Crown caps, screwcaps, micro-agglomerated closures, and aluminum cans are all options for beverages with less than 3 to 4 bars of pressure, says Borges referring to the metric measurement for internal pressure. Sparkling wine, for example, typically has a minimum three bars of pressure. French Champagne is typically six (or more) bars.
In some instances “screw caps with specific liners can also be used for sparkling wines, carbonated water, or beer,” adds Necheva. Herti, for example, produces Saranex and Tin-saran screw cap closures that ensure air tightness and help control the oxygen transfer rate.
Making a comeback
A closure poised for a relaunch in the U.S. market is the Zork SPK, a resealable closure designed for most carbonated beverages, says Papillon Erreca, general manager of Brick Packaging, which will be distributing the Australian closure in the North American market.
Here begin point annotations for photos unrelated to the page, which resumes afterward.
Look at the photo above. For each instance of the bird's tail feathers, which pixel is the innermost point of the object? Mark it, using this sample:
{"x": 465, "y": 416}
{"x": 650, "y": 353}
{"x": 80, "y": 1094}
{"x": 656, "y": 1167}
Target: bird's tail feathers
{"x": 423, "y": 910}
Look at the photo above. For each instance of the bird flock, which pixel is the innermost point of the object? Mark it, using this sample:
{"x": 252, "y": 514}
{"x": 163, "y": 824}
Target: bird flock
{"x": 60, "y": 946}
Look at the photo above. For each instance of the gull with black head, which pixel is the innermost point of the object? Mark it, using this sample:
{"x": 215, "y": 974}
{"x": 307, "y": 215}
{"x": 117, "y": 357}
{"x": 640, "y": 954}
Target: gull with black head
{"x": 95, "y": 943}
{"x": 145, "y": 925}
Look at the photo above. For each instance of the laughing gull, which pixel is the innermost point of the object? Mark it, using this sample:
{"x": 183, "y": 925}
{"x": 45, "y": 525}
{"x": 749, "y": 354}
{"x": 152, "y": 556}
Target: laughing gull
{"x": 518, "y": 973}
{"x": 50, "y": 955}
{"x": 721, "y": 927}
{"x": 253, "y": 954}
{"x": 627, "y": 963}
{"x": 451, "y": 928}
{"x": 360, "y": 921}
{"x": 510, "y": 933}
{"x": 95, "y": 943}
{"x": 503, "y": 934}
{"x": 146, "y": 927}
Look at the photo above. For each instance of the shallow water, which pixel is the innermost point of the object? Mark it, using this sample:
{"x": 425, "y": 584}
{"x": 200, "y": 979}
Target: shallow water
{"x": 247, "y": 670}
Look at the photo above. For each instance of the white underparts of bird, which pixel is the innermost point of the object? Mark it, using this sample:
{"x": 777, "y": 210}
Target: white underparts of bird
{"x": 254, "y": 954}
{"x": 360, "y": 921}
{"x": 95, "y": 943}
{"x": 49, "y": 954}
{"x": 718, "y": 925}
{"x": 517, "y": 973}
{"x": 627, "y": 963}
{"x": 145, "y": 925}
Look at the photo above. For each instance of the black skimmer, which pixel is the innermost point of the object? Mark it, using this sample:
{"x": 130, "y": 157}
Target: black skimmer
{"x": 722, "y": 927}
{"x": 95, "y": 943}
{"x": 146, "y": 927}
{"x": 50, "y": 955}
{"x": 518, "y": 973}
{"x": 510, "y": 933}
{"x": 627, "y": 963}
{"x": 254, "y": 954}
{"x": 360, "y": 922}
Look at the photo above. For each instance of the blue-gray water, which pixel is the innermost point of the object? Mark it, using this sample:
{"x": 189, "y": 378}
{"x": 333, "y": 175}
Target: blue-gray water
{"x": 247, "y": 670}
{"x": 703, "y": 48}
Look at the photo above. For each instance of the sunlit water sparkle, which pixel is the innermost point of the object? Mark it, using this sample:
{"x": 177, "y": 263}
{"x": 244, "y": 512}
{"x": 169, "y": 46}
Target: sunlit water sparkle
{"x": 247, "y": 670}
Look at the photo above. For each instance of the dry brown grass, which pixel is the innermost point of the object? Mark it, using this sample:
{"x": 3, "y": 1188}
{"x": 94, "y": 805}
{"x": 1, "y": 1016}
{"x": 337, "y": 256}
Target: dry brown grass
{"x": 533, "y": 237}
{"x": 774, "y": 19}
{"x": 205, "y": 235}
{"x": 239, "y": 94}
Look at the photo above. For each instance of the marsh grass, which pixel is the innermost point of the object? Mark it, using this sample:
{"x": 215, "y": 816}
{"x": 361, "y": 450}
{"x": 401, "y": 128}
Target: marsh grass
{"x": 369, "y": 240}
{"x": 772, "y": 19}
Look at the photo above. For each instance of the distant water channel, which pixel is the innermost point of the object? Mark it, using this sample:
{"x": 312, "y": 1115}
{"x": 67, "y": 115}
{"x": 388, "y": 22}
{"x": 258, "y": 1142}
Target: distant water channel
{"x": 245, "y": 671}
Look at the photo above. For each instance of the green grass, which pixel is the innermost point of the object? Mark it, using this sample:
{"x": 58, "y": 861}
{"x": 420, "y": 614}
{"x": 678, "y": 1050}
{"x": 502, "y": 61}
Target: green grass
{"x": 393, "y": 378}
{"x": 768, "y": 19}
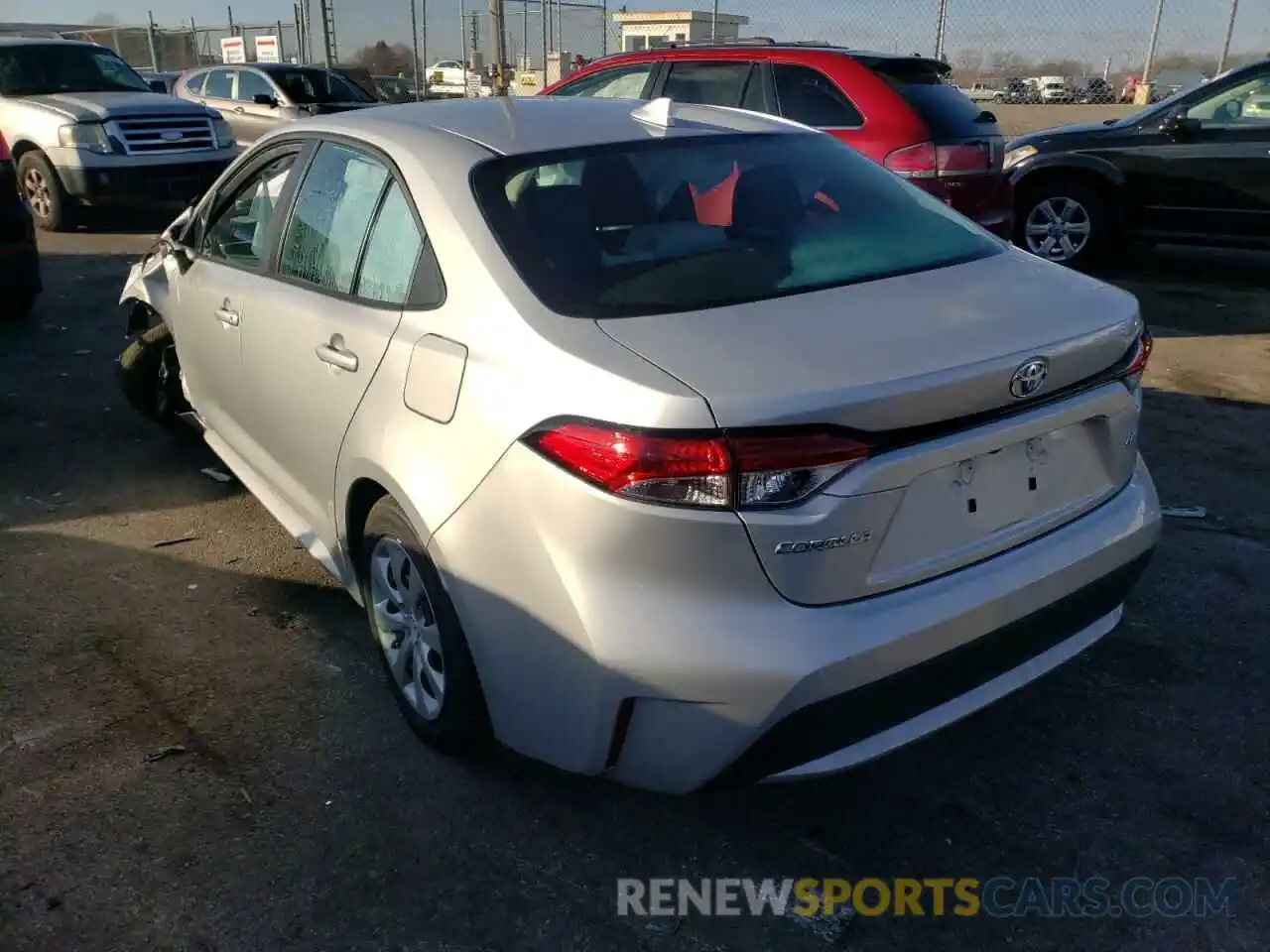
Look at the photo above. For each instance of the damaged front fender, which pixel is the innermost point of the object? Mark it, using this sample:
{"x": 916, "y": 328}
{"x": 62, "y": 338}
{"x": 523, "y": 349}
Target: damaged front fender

The closure consists of a button-seal to hold pressure, a foil gas barrier to prevent issues such as oxidation, a collet, and a locking cap. Once open, the consumer can depress the button into the cap such that the closure reseals. Erreca says it’s ideal for beverages consumers will want to enjoy some of now and re-seal for later, as it retains the carbonation in the bottle for several weeks. Yellow Tail Bubbles uses Zorks for all its sparkling wine production.
“For several years, the [Zork] closure wasn’t readily available in North America due to the lack of availability of the compatible bottle neck finish,” says Marc R. Kauffman, director for Novatwist Closures. “Now, however, several bottle producers are supplying the proper bottle.”
Ultimately, a producer must select a closure that both resonates with their target consumer and reflects their brand. Working closely with a knowledgeable supplier can refresh your brand, establish its personality, and attract the consumers you’re trying to reach.